Comment dialoguent les outils de création graphique traditionnels (photoshop, Indesign...) et ces lignes de code ?

Actuellement, les outils de création graphique ne facilitent pas encore pleinement le dialogue avec des processus d’IA. Ces logiciels comportent bien des “portes d’entrées” pour intégrer des flux XML ou exécuter des scripts sur de multiples images mais ils ne permettent pas de concevoir facilement des processus associés directement à une IA.

Dans le domaine de la création, les démarches liées à l’lA vont pousser le designer à aborder une création comme l’écriture d’une série d’étapes et de traitements d’informations débouchant sur un résultat visuel, physique ou spatial.

Aujourd’hui, des interfaces de création par le code (Processing par exemple) permettent de mettre en place des démarches de conception originales pouvant déboucher sur la création d’illustrations d’une extrême complexité comme sur la production de mise en page générative.

Ce type de processus de création programmé permet parfois de gagner un temps considérable mais ouvre aussi la possibilité d’être confronté à l’erreur. En effet, le résultat est parfois celui que l’on imaginait, parfois pas tout à fait, et c’est souvent intéressant.

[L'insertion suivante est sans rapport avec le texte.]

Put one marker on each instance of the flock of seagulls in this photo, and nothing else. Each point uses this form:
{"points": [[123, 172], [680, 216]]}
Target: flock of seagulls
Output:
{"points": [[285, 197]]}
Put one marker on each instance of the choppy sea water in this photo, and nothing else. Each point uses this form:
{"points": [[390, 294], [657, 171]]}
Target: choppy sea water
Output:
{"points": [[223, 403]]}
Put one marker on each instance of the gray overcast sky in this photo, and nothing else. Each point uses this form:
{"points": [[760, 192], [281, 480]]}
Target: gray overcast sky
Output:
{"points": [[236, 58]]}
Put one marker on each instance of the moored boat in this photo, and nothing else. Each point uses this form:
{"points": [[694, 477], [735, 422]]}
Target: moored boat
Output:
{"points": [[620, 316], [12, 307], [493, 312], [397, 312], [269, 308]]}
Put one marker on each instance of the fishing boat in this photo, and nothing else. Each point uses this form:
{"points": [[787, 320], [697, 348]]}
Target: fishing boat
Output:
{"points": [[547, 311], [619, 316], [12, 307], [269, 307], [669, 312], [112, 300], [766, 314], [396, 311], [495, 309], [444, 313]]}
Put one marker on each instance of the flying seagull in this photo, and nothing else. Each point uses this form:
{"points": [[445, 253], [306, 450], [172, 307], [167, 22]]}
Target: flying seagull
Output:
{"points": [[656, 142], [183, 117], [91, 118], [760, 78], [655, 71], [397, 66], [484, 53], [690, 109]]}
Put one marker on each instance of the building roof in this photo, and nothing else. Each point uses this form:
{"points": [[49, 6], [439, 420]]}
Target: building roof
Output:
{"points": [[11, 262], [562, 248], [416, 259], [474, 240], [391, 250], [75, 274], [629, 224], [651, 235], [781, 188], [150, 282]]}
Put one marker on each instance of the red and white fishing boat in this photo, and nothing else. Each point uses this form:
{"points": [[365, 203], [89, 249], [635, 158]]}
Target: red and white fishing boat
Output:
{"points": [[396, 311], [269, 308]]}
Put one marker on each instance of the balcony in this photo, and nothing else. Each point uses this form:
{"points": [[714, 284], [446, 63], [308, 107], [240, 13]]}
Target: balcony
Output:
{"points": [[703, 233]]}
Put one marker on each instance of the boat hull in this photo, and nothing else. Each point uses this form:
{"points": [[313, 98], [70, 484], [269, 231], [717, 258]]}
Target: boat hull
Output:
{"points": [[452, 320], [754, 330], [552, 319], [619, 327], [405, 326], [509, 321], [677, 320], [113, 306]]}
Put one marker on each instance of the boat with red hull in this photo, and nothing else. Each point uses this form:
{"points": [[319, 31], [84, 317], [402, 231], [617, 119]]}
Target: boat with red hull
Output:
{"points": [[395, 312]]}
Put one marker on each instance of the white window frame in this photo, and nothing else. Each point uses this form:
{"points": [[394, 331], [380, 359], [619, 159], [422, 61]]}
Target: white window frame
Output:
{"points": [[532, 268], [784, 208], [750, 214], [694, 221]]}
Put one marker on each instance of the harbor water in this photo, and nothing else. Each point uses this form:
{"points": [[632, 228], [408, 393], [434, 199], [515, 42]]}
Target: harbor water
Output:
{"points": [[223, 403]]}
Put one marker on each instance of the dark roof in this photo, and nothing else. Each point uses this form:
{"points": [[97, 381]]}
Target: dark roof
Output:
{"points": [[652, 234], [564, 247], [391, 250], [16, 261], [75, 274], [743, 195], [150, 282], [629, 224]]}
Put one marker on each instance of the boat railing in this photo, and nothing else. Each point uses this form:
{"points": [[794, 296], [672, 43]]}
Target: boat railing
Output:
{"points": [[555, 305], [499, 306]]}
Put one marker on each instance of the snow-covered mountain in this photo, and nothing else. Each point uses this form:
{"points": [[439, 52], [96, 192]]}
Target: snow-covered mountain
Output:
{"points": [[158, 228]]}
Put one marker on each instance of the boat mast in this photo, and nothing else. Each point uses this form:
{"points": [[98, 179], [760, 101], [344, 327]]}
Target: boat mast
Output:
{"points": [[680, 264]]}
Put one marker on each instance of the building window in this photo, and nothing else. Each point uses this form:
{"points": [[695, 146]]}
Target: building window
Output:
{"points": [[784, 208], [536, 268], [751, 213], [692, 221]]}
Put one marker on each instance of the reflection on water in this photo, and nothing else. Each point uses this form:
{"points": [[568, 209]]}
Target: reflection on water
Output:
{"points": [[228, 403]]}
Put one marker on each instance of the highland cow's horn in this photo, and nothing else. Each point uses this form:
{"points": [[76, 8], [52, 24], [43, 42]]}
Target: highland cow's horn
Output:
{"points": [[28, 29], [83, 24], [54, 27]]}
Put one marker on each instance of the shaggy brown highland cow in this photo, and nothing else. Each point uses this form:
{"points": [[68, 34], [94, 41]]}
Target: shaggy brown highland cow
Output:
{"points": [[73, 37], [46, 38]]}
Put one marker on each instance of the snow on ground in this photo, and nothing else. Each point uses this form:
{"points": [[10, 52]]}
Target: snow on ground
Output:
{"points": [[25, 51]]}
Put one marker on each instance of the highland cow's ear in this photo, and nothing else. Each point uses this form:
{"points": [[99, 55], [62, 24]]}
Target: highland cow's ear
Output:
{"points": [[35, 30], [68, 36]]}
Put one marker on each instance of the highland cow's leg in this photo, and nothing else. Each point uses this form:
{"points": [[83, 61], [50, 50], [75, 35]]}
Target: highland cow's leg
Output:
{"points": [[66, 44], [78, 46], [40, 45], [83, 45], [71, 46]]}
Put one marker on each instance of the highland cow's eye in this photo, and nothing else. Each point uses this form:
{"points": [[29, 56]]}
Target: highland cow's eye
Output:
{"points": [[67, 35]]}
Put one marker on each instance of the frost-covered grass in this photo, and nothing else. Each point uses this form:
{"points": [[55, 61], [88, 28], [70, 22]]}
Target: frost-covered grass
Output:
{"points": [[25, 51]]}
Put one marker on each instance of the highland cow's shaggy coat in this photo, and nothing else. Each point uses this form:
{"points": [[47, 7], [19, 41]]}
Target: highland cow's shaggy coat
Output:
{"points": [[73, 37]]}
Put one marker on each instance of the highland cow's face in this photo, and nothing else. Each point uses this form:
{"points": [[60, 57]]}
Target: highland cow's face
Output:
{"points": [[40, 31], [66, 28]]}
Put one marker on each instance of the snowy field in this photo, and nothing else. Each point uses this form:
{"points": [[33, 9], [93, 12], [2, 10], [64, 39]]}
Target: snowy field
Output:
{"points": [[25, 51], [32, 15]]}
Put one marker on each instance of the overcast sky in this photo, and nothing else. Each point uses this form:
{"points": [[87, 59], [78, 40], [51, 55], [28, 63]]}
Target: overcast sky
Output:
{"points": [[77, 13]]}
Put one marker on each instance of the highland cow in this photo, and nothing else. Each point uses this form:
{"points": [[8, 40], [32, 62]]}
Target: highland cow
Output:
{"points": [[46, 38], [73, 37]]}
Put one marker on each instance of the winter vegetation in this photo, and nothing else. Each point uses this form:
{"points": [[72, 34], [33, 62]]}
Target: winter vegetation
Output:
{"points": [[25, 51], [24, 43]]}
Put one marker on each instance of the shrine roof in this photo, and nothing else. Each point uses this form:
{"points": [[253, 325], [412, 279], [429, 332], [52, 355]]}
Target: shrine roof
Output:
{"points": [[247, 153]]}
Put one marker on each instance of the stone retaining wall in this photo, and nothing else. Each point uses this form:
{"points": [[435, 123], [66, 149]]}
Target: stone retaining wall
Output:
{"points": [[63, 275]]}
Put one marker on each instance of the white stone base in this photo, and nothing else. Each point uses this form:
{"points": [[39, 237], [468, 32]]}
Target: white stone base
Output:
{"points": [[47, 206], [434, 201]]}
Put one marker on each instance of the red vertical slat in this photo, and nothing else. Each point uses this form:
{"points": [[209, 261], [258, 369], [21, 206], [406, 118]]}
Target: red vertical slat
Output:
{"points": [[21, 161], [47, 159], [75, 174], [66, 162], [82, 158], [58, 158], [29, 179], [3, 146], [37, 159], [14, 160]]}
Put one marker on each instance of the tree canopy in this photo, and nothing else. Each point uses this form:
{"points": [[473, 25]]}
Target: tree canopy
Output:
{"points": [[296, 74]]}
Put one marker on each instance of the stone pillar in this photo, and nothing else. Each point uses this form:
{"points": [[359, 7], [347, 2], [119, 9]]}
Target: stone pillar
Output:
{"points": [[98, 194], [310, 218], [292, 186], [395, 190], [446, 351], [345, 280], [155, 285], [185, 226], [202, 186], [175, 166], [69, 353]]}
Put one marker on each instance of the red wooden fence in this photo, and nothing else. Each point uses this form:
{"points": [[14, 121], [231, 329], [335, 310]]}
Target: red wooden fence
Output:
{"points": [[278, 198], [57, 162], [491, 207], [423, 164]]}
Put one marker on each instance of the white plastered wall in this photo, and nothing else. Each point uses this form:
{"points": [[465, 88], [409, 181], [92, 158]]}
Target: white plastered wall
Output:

Le tout est de tenter de garder le contrôle sans se faire happer par la puissance technique.

Historiquement, la relation que le créateur a entretenu avec son outil s’est continuellement transformée. L’IA semble être la prochaine évolution dans l’histoire entre les créateurs visuels et leurs outils. Après les outils d’écriture (plume, stylo, feutre…), les procédés d’imprimerie et  les logiciels de créations graphiques (CAO).

Cette démarche expérimentale annonce-t-elle des changements profonds dans les métiers de la création graphique où l'IA supplanterait les designers et leur palette graphique ?

Les métiers de la création furent bouleversés au moment de l’apparition de l’outil informatique. De nombreux métiers disparurent d’un coup car l’ordinateur offrait la possibilité de faire la même chose et beaucoup plus rapidement. On peut imaginer que l’IA produise le même phénomène. Toutefois, il faut rester prudent sur la place que l’IA aura dans les métiers de la création. Tout comme le code, elle deviendra un outil qu’on s’approprie, qu’on déforme, qu’on influence sans pour autant supplanter le concepteur et sa conscience. C’est en tout cas ce qu’il faut espérer

Politique fiction : dans ce contexte quel est le devenir des professions créatives ? Le chômage de masse ? Le remplacement des profils créatifs par les développeurs ?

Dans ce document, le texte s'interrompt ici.